En commençant l’écriture du script, Gabriel Mascaro s'est rapproché du monde des vaqueiros (vachers) qui travaillent dans les coulisses des vaquejadas. C'est là que metteur en scène a rencontré un vacher qui travaillait à la fois avec le bétail et le textile. Il se souvient : "J’étais fasciné par la façon dont il ritualisait le nettoyage des queues de taureaux, et comment, quelques heures plus tard, il s’asseyait derrière une machine à coudre pour commencer son deuxième travail. Ça a été le point de départ pour écrire un personnage qui combinerait force et délicatesse, violence et affection."
Gabriel Mascaro a choisi de tourner Rodéo au Nordeste qui est une région où de nombreux classiques du mouvement Cinéma Novo ont été réalisés dans les années 60 et 70. "La région a connu un développement économique rapide et ses villes sont très riches, bien que l’inégalité soit encore endémique. Le paysage témoigne de cette construction chaotique et d’un manque de stratégie à long terme. Le film veut nous faire découvrir cette nouvelle réalité rurale avec des symboles très différents de ceux du Cinéma Novo, notamment dans la façon dont ils se rapportent à l’émotion humaine et aux aspirations. C’est un film sur la transformation du paysage humain", note le metteur en scène.

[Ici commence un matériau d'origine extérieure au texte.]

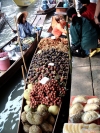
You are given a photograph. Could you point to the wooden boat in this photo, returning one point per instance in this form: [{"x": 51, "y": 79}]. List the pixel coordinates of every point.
[
  {"x": 2, "y": 20},
  {"x": 61, "y": 10},
  {"x": 51, "y": 9},
  {"x": 62, "y": 116},
  {"x": 23, "y": 3},
  {"x": 16, "y": 64}
]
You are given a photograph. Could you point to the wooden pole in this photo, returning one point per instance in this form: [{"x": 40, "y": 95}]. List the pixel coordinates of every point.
[
  {"x": 20, "y": 46},
  {"x": 34, "y": 19},
  {"x": 69, "y": 50},
  {"x": 23, "y": 74}
]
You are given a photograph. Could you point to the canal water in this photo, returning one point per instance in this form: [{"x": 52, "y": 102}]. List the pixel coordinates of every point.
[{"x": 12, "y": 92}]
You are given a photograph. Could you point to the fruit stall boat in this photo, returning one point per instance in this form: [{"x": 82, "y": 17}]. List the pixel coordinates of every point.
[
  {"x": 23, "y": 3},
  {"x": 10, "y": 55},
  {"x": 2, "y": 20},
  {"x": 51, "y": 9},
  {"x": 51, "y": 64}
]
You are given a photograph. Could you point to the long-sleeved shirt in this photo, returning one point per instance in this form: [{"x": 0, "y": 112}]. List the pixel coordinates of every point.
[
  {"x": 25, "y": 29},
  {"x": 86, "y": 36},
  {"x": 89, "y": 13}
]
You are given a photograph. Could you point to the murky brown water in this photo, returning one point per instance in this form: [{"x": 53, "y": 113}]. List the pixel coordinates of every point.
[
  {"x": 12, "y": 92},
  {"x": 11, "y": 10}
]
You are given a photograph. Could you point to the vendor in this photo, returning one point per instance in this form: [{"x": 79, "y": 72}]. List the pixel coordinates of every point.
[
  {"x": 83, "y": 34},
  {"x": 25, "y": 28},
  {"x": 58, "y": 29}
]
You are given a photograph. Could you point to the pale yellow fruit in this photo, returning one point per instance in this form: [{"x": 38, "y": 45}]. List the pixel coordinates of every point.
[{"x": 54, "y": 109}]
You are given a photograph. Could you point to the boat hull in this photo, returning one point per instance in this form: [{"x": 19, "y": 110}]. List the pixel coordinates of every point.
[
  {"x": 17, "y": 64},
  {"x": 23, "y": 3}
]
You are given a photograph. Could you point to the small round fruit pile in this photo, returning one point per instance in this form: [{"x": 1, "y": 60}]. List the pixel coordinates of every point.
[
  {"x": 41, "y": 66},
  {"x": 60, "y": 44}
]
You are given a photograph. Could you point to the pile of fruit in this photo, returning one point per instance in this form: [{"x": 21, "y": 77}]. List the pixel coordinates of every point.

Dans le but de rompre avec l’image monochromatique de la désertification de la région du Nordeste, Gabriel Mascaro a filmé pendant la saison des pluies, rendant les images assez vertes. Il explique : "La présence de couleurs agit comme un agent politique qui transmet une certaine idée de la modernité et du progrès économique. La photographie du film faisait partie intégrante de la chorégraphie de chaque scène du film. La caméra est constamment en mouvement, de façon très subtile, avançant vers de nouveaux espaces, découvrant le tissu humain qui en émane, cet espace souvent turbulent, à la fois ordinaire et surréaliste."
Dans son film, Gabriel Mascaro a cherché à aller au-delà de la psychologie des personnages et les ancrer dans leur environnement naturel et dans leur chorégraphie quotidienne. "Le film ne suit pas nécessairement un personnage en particulier, mais s’intéresse plutôt à l’impact des expériences de chacun au sein du groupe. Ce sont des personnages curieux qui vivent des expériences intenses, et même si on en sait peu sur eux, nous nous impliquons profondément dans leurs histoires tout au long du film. Rodéo se concentre sur les conflits microscopiques qui constituent le quotidien. Comme toutes les routines, la vie est cyclique, continue, et c’est ainsi que le film se termine", souligne-t-il.